Bunun diğer apaçık bir delili de şudur:
“Hem de, mağlûp biçare bir reise yahut müdahin memurlara veyahut mantıksız bir kısım zabitlere itimat edilirse ve dinin himayesi onlara bırakılırsa mı daha iyidir; yoksa efkâr-ı âmme-i milletin (umumî, genel fikrin, düşüncenin, halkın düşüncesi, kamuoyunun) arkasındaki hissiyat-ı İslâmiyenin mâdeni olan, herkesin kalbindeki şefkat-i imâniye olan envâr-ı İlâhînin lemeâtının (İlâhî Nurların parıltılarının) içtimalarından ve hamiyet-i İslâmiyenin (İslâm dinini, namus ve haysiyyetini korumak hususlarında gösterilen gayret ve ihtimam hasletinin) şerârât-ı neyyirânesinin imtizacından (nurlu, parlak kıvılcımlarının kaynaşmasından) hasıl olan amûd-i nuranînin (nurlu sütunun) ve o seyf-i elmasın (elmas kılıncın) hamiyetine bırakılırsa mı daha iyidir, siz muhakeme ediniz.” 2 İşte, dinî işler, yetkiler, hizmetler; her meselede ve bilhassa siyasette “mağlûp bir reis ve mantıksız zabitlere” (akıl ve mantığın işlemediği, emir-komuta zincirinin hakim olduğu bürokrasiye) devredilemez. Millete, kamuoyuna, efkâr-ı ammeye bırakılmalıdır. Devletin ve diyanetin yapacağı şey, yalnızca herkesin hukuklarını korumak ve olumsuzlukları, kanunsuzlukları engellemektir.
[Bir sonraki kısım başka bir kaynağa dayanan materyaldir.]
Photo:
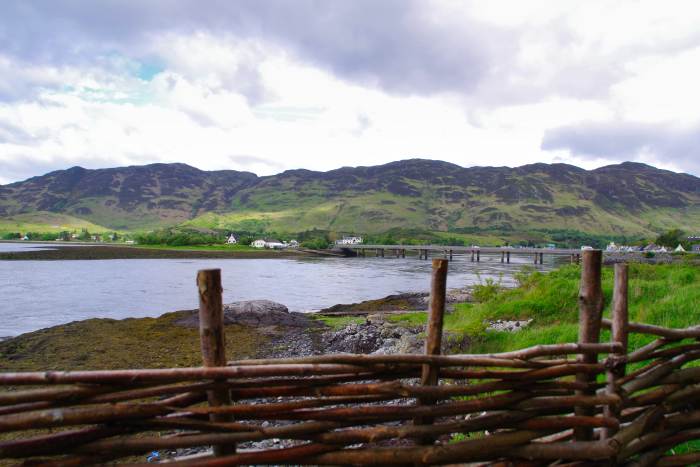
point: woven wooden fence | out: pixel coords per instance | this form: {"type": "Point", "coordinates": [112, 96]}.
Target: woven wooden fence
{"type": "Point", "coordinates": [584, 403]}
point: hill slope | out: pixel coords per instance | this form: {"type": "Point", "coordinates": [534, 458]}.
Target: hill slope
{"type": "Point", "coordinates": [628, 198]}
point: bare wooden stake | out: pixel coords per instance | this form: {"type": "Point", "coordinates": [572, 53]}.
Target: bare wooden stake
{"type": "Point", "coordinates": [590, 314]}
{"type": "Point", "coordinates": [211, 333]}
{"type": "Point", "coordinates": [619, 333]}
{"type": "Point", "coordinates": [433, 342]}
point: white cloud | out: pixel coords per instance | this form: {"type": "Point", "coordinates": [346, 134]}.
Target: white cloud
{"type": "Point", "coordinates": [497, 78]}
Nur Talebeleri ise, müstebit anayasanın, devlet yapılanmasının, rejimin dayatmalarını değil, Bediüzzaman’ın ortaya koyduğu ve imanın özelliği olan hürriyetçi fikir ve düşüncelerine sahip çıkmak ve onları neşretmektir.
Bir Nur Talebesi asla müstebit rejimin şakşakçılığına soyunamaz!